Tuesday, October 30, 2007

184 Countries call for end of Cuban Embargo

For 15 years, every year, the United Nations General Assembly has voted on the issue of the Cuban Embargo imposed unilaterally by the United States. This year's vote was no different with 184 countries calling the embargo an illegal act that must come to an end.

Voting for the measure has become a tradition at the United Nations where Cuban and American dignitaries trade barbs like in a game of ping pong. This year was no different with the US calling for democracy in Cuba and Cuba calling out the hypocrisy of American policies around the world. The vote carried only one abstention and four votes against. Micronesia abstained, while the United States, Palau, the Marshall Islands, and Israel voted against lifting the embargo.

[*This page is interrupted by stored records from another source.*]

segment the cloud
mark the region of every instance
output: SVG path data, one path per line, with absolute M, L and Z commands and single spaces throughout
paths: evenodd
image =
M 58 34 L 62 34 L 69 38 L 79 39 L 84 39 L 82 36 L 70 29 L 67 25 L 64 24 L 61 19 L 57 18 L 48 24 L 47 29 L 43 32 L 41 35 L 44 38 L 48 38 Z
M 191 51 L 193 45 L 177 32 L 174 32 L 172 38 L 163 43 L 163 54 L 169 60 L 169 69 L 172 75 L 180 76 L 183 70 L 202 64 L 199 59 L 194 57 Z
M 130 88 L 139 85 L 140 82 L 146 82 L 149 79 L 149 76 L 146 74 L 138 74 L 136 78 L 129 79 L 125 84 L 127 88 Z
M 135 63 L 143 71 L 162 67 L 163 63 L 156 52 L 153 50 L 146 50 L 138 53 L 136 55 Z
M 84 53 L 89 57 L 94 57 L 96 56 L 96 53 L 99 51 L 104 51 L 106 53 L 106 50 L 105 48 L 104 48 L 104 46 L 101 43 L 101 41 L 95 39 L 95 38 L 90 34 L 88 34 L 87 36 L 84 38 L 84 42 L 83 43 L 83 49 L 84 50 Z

The vote also reminds us of the innate inequalities present in the United nations as a democratic body. When 184 countries, which include Russia, China, and EU members, are unable change such an obvious act of imperialism as is the embargo, there is no more proof needed to say that the United nations must be changed. However that change must come from the bottom not from the top.

Calls for reform are now being fielded by the Secretary General, but only that one proposed by the United States is being given any attention or hopes for ratification.

The Non-Aligned Movement must step forward and reclaim its sovereignty, by first withdrawing from the UN as a form of protest until the General Assembly is given the right to veto the Security Council, as any congress or parliament gets to veto its executive. Only then will a palpable change come to the affairs of the world. And if the United States is truly interested in democracy it must allow this change to occur.